Split String without losing character- R - r

I have two columns in a much larger dataframe that I am having difficult splitting. I have used strsplit in past when I was trying to split using a "space", "," or some other delimiter. The hard part here is I don't want to lose any information AND when I split some parts I will end up with missing information. I would like to end up with four columns in the end. Here's a sample of a couple rows of what I have now.
age-gen surv-camp
45M 1LC
9F 0
12M 1AC
67M 1LC
Here is what I would like to ultimately get.
age gen surv camp
45 M 1 LC
9 F 0
12 M 1 AC
67 M 1 LC
I've done quite a lot of hunting around on here and have found a number of responses in Java, C++, html etc., but I haven't found anything that explains how to do this in R and when you have missing data.
I saw this about adding a space between values and then just splitting on the space, but I don't see how this would work 1) with missing data, 2) when I don't have consistent numeric or character values in each row.
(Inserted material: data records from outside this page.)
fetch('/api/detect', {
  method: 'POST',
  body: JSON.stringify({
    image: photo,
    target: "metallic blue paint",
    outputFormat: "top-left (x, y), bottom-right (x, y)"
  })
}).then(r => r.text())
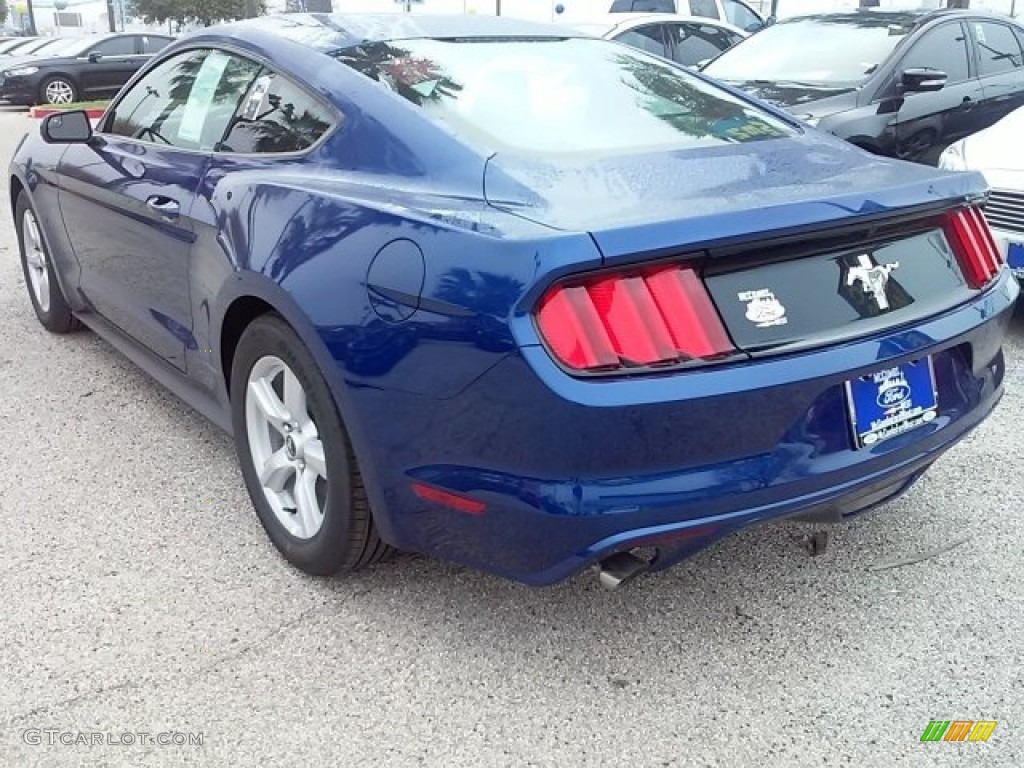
top-left (8, 14), bottom-right (1018, 585)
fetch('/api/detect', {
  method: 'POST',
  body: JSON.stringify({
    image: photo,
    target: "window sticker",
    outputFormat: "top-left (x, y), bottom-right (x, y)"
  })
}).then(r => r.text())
top-left (178, 51), bottom-right (231, 144)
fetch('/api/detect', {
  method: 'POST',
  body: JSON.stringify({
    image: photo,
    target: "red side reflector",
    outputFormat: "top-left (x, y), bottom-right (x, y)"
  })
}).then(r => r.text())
top-left (412, 482), bottom-right (486, 515)
top-left (946, 207), bottom-right (1003, 289)
top-left (535, 264), bottom-right (734, 373)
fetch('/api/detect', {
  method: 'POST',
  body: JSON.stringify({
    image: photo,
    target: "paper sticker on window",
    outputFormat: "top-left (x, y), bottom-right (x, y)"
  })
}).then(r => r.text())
top-left (241, 74), bottom-right (273, 122)
top-left (178, 51), bottom-right (231, 145)
top-left (974, 24), bottom-right (986, 44)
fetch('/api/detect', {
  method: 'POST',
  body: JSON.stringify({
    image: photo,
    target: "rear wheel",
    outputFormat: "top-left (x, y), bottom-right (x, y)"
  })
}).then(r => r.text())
top-left (15, 193), bottom-right (79, 333)
top-left (230, 314), bottom-right (393, 575)
top-left (39, 76), bottom-right (76, 106)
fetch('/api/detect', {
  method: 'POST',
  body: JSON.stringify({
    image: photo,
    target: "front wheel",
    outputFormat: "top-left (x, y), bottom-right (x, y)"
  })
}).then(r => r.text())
top-left (39, 76), bottom-right (77, 106)
top-left (230, 314), bottom-right (393, 576)
top-left (15, 193), bottom-right (79, 333)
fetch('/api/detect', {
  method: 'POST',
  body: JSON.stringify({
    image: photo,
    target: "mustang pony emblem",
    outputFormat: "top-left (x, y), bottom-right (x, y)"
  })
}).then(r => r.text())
top-left (846, 253), bottom-right (899, 311)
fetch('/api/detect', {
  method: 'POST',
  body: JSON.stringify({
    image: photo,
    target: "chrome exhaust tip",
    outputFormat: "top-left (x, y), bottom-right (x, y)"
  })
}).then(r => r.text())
top-left (598, 551), bottom-right (650, 590)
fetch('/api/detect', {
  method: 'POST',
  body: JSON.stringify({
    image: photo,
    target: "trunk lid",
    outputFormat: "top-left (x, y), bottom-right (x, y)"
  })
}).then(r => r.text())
top-left (486, 133), bottom-right (992, 358)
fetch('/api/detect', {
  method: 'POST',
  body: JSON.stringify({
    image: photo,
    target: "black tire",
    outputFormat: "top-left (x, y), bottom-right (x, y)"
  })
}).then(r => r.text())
top-left (15, 193), bottom-right (80, 334)
top-left (38, 75), bottom-right (77, 106)
top-left (230, 313), bottom-right (393, 576)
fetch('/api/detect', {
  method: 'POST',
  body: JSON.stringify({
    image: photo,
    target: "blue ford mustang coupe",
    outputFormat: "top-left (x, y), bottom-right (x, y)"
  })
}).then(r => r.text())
top-left (9, 14), bottom-right (1018, 587)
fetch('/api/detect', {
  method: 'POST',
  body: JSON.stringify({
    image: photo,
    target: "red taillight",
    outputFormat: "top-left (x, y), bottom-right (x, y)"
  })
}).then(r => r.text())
top-left (946, 207), bottom-right (1004, 289)
top-left (535, 264), bottom-right (734, 373)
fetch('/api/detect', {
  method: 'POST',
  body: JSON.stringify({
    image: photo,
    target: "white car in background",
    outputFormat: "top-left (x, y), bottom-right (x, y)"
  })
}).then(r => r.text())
top-left (571, 13), bottom-right (747, 68)
top-left (940, 106), bottom-right (1024, 278)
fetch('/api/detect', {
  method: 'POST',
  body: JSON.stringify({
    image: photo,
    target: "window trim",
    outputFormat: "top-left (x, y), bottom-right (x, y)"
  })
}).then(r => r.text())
top-left (97, 43), bottom-right (342, 160)
top-left (968, 19), bottom-right (1024, 79)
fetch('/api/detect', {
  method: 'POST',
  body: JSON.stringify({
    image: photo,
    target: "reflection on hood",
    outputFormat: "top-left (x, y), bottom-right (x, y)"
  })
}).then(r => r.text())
top-left (726, 80), bottom-right (858, 109)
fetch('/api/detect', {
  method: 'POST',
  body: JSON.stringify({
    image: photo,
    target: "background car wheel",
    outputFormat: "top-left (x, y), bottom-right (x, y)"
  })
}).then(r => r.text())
top-left (39, 76), bottom-right (77, 106)
top-left (15, 193), bottom-right (80, 334)
top-left (230, 314), bottom-right (393, 576)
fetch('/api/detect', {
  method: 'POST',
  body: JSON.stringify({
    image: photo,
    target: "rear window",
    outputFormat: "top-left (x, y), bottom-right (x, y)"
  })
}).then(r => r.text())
top-left (336, 38), bottom-right (793, 156)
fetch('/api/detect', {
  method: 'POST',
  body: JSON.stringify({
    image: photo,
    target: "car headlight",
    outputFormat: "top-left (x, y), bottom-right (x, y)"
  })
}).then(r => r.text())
top-left (4, 66), bottom-right (38, 77)
top-left (938, 141), bottom-right (968, 171)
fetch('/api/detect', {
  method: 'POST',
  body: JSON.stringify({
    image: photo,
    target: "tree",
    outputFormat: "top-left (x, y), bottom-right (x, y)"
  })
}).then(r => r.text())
top-left (0, 0), bottom-right (8, 26)
top-left (130, 0), bottom-right (264, 27)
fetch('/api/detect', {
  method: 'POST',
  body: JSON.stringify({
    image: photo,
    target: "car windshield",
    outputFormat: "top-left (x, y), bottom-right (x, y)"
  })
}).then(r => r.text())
top-left (0, 39), bottom-right (34, 54)
top-left (704, 14), bottom-right (916, 86)
top-left (31, 37), bottom-right (99, 57)
top-left (336, 37), bottom-right (794, 156)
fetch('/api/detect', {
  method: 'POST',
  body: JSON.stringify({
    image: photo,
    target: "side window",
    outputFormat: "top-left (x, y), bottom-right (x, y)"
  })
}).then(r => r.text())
top-left (722, 0), bottom-right (761, 32)
top-left (105, 50), bottom-right (261, 151)
top-left (142, 36), bottom-right (172, 55)
top-left (900, 23), bottom-right (970, 83)
top-left (687, 0), bottom-right (720, 20)
top-left (609, 0), bottom-right (673, 10)
top-left (971, 22), bottom-right (1024, 77)
top-left (615, 25), bottom-right (670, 58)
top-left (672, 23), bottom-right (739, 67)
top-left (218, 72), bottom-right (334, 154)
top-left (90, 37), bottom-right (137, 57)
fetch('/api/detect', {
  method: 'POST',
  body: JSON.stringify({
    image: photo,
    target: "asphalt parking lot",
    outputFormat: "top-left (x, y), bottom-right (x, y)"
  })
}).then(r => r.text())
top-left (0, 108), bottom-right (1022, 768)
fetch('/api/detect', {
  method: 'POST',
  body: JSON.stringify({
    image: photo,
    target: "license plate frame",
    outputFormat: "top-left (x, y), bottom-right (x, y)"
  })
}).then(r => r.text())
top-left (845, 358), bottom-right (938, 449)
top-left (1007, 241), bottom-right (1024, 273)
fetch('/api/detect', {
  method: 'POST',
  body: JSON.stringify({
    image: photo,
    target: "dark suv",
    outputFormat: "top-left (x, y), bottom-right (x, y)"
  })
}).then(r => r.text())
top-left (0, 33), bottom-right (172, 106)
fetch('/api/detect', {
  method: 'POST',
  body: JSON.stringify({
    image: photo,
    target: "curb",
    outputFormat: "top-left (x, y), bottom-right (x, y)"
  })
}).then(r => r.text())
top-left (30, 106), bottom-right (106, 119)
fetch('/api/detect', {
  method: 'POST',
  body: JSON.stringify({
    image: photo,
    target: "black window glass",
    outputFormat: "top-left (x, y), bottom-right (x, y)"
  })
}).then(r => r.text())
top-left (971, 22), bottom-right (1024, 77)
top-left (616, 25), bottom-right (669, 58)
top-left (106, 50), bottom-right (261, 151)
top-left (91, 37), bottom-right (137, 57)
top-left (218, 73), bottom-right (333, 154)
top-left (337, 38), bottom-right (794, 156)
top-left (142, 36), bottom-right (172, 54)
top-left (687, 0), bottom-right (720, 19)
top-left (671, 23), bottom-right (740, 66)
top-left (901, 23), bottom-right (970, 83)
top-left (610, 0), bottom-right (674, 11)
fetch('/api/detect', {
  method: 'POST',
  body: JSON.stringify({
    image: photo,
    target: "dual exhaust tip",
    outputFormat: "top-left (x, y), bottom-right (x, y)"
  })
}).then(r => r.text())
top-left (597, 551), bottom-right (650, 590)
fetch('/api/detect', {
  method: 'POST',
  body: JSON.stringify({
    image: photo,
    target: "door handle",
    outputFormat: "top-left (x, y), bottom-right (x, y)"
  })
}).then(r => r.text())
top-left (146, 195), bottom-right (180, 218)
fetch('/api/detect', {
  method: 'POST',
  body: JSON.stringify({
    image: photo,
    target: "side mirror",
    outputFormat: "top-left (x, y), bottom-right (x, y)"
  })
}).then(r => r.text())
top-left (41, 110), bottom-right (93, 144)
top-left (764, 15), bottom-right (776, 26)
top-left (901, 68), bottom-right (947, 93)
top-left (745, 21), bottom-right (765, 32)
top-left (87, 51), bottom-right (102, 63)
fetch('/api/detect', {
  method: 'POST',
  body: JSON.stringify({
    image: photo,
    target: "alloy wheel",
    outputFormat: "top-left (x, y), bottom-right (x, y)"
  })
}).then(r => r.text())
top-left (245, 355), bottom-right (328, 540)
top-left (22, 209), bottom-right (50, 313)
top-left (45, 80), bottom-right (74, 105)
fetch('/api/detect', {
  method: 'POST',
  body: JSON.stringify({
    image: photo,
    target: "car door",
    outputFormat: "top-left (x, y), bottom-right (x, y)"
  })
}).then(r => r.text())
top-left (667, 21), bottom-right (743, 68)
top-left (613, 24), bottom-right (672, 60)
top-left (887, 21), bottom-right (981, 162)
top-left (57, 48), bottom-right (261, 368)
top-left (968, 20), bottom-right (1024, 130)
top-left (78, 36), bottom-right (141, 97)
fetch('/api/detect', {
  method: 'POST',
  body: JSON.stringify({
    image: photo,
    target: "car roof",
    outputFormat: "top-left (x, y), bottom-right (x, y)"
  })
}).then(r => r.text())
top-left (201, 12), bottom-right (584, 53)
top-left (569, 12), bottom-right (745, 36)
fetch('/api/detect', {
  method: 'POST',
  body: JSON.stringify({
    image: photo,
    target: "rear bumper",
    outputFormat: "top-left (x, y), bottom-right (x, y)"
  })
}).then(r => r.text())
top-left (350, 271), bottom-right (1018, 585)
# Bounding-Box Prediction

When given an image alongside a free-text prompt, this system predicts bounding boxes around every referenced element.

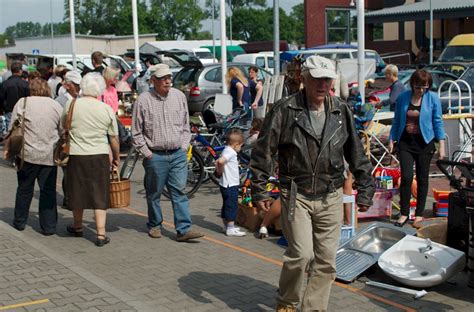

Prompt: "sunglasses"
[413,85,429,90]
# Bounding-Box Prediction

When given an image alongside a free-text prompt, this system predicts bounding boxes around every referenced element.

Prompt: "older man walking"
[132,64,203,242]
[250,56,375,311]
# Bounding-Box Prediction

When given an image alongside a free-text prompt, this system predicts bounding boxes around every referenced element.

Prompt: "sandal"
[95,234,110,247]
[412,217,424,229]
[66,224,83,237]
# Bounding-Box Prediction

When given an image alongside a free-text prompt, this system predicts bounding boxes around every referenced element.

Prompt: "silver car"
[173,62,272,114]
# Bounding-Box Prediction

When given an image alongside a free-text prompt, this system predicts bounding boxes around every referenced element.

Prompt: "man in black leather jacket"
[250,56,375,312]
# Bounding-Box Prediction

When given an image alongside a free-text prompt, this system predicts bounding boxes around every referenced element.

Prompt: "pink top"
[98,86,119,113]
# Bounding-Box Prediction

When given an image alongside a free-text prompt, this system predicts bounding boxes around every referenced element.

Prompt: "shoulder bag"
[54,99,76,166]
[5,98,27,168]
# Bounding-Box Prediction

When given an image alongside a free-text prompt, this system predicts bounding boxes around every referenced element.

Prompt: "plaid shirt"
[132,88,190,158]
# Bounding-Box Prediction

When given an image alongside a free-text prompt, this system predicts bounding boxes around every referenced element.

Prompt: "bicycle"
[120,145,205,199]
[190,123,251,186]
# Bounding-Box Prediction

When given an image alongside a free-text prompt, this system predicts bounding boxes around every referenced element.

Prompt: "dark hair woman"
[389,69,446,228]
[4,78,63,235]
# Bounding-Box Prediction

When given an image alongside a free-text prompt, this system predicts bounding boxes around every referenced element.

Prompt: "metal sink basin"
[347,226,407,255]
[336,222,416,282]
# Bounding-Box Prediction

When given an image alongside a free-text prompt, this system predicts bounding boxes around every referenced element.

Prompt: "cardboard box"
[236,203,262,232]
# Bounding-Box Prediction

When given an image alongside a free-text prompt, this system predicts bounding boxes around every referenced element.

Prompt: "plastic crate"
[432,189,454,217]
[340,195,356,244]
[357,190,393,219]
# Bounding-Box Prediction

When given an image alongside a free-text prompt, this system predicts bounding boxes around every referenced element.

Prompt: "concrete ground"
[0,150,473,311]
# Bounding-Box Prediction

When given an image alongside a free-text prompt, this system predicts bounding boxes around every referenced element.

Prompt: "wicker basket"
[109,169,130,208]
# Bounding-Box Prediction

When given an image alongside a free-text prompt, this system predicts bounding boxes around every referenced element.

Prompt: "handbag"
[4,98,27,168]
[54,99,76,166]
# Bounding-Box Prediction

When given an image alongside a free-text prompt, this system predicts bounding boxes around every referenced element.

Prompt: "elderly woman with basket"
[64,73,120,247]
[4,78,63,235]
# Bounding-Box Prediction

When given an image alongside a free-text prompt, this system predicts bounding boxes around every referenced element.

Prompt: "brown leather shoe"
[176,229,204,242]
[276,305,296,312]
[148,228,162,238]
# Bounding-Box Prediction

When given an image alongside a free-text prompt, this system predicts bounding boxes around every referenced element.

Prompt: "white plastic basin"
[378,235,465,288]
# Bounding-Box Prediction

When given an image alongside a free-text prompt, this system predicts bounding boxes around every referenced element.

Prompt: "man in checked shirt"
[132,64,204,242]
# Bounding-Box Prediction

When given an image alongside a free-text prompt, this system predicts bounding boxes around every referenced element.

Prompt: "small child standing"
[215,129,246,236]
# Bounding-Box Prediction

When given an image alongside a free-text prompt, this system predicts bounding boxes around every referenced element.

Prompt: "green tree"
[289,3,304,45]
[5,22,42,38]
[148,0,205,40]
[204,0,266,15]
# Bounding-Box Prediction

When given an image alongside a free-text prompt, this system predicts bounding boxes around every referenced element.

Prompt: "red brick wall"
[305,0,376,48]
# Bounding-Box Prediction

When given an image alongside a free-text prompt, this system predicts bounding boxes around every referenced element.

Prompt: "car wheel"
[203,98,215,112]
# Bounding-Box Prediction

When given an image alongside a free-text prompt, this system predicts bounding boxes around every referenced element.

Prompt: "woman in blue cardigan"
[389,69,446,228]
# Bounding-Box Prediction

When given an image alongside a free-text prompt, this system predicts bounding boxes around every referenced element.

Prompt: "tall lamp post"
[220,0,227,94]
[69,0,77,70]
[132,0,141,74]
[429,0,433,64]
[273,0,280,76]
[355,0,365,104]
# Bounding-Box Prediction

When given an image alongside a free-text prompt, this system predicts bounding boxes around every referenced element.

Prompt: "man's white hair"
[384,64,399,77]
[81,72,106,97]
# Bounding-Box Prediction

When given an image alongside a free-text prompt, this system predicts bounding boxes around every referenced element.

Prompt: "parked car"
[232,52,275,74]
[190,48,218,65]
[439,65,474,114]
[173,62,272,114]
[367,69,458,111]
[438,34,474,63]
[424,62,469,78]
[298,46,386,73]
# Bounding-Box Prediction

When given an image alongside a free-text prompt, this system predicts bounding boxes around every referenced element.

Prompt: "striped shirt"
[9,96,63,166]
[132,88,191,158]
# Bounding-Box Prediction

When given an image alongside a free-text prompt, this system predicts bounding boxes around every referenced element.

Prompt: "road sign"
[32,49,40,55]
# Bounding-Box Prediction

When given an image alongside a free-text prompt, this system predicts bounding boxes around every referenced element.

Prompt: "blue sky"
[0,0,304,33]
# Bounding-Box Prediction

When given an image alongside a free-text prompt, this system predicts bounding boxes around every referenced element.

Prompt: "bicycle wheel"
[120,147,140,180]
[162,149,205,199]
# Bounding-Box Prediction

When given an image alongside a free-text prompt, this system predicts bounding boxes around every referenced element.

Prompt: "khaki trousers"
[278,188,343,311]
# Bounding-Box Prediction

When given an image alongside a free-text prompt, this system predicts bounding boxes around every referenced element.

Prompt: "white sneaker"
[223,226,241,233]
[259,226,269,239]
[226,227,246,237]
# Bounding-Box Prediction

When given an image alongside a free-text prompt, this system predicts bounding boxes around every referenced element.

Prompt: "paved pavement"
[0,151,473,311]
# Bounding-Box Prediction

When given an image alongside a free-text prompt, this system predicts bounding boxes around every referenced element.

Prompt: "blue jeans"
[143,149,192,235]
[4,112,12,134]
[220,185,239,222]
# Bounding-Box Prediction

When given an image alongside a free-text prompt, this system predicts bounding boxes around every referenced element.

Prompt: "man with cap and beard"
[132,64,203,242]
[250,55,375,311]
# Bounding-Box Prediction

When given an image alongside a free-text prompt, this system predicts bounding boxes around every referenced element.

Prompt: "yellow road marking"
[0,299,49,311]
[122,207,416,312]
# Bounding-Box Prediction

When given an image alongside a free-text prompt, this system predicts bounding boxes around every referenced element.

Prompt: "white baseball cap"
[65,71,82,85]
[302,55,337,79]
[150,64,172,79]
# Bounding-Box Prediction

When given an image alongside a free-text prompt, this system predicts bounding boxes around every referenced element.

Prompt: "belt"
[151,148,180,154]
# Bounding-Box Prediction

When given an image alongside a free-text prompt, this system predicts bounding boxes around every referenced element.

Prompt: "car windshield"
[196,51,213,59]
[438,46,474,62]
[459,67,474,90]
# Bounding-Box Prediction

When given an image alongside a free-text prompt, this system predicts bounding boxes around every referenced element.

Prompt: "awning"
[365,0,474,23]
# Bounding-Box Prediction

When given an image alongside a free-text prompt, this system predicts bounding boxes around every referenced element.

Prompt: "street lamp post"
[132,0,141,74]
[429,0,433,64]
[356,0,365,104]
[273,0,280,76]
[212,0,216,63]
[220,0,227,94]
[69,0,77,70]
[50,0,54,53]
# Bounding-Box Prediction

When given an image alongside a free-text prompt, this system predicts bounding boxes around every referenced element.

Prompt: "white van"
[232,52,274,74]
[298,48,386,72]
[190,48,218,65]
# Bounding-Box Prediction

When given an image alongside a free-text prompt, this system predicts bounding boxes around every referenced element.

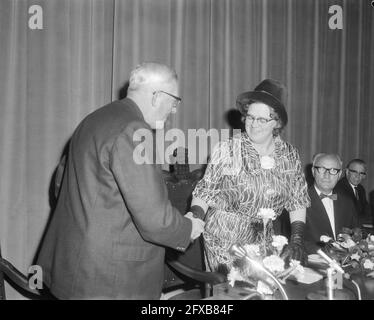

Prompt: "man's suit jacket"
[336,176,372,225]
[304,186,358,254]
[36,98,192,299]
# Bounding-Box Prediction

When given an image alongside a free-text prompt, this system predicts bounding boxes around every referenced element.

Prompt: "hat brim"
[236,91,288,126]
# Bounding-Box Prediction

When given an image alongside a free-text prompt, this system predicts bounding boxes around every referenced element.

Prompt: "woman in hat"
[189,79,310,274]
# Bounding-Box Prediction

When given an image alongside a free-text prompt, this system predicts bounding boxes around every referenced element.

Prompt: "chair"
[0,247,42,300]
[162,148,226,300]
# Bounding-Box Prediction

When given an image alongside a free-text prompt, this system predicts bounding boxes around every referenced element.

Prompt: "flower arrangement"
[319,227,374,278]
[227,235,304,295]
[227,205,305,297]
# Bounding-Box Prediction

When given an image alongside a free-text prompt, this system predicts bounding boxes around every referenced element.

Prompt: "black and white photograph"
[0,0,374,307]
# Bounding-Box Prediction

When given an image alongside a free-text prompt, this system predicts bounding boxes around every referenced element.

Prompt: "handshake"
[184,212,205,241]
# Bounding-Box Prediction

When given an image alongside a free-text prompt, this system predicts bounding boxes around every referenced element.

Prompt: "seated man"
[335,159,372,226]
[304,153,358,254]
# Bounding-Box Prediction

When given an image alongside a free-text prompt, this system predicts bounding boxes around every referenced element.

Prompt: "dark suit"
[37,98,192,299]
[336,176,372,225]
[304,186,358,254]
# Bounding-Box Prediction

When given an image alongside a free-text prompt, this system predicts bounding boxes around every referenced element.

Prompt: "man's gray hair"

We loop through the columns of 'df1' (lapply(df1, ..), create a delimiter after the numeric substring using sub, read the vector as data.frame with read.table, rbind the list of data.frames and change the column names of the output.
res <- do.call(cbind, lapply(df1, function(x)
read.table(text=sub("(\\d+)", "\\1,", x),
header=FALSE, sep=",", stringsAsFactors=FALSE)))
colnames(res) <- scan(text=names(df1), sep=".", what="", quiet = TRUE)
res
# age gen surv camp
#1 45 M 1 LC
#2 9 F 0
#3 12 M 1 AC
#4 67 M 1 LC
Or using separate from tidyr
library(tidyr)
library(dplyr)
separate(df1, age.gen, into = c("age", "gen"), "(?<=\\d)(?=[A-Za-z])", convert= TRUE) %>%
separate(surv.camp, into = c("surv", "camp"), "(?<=\\d)(?=[A-Za-z])", convert = TRUE)
# age gen surv camp
#1 45 M 1 LC
#2 9 F 0 <NA>
#3 12 M 1 AC
#4 67 M 1 LC
Or as #Frank mentioned, we can use tstrsplit from data.table
library(data.table)
setDT(df1)[, unlist(lapply(.SD, function(x)
tstrsplit(x, "(?<=[0-9])(?=[a-zA-Z])", perl=TRUE,
type.convert=TRUE)), recursive = FALSE)]
EDIT: Added the convert = TRUE in separate to change the type of columns after the split.
data
df1 <- structure(list(age.gen = c("45M", "9F", "12M", "67M"), surv.camp = c("1LC",
"0", "1AC", "1LC")), .Names = c("age.gen", "surv.camp"),
class = "data.frame", row.names = c(NA, -4L))

Related

How to "translate" variables in one data frame using a second data frame as a key?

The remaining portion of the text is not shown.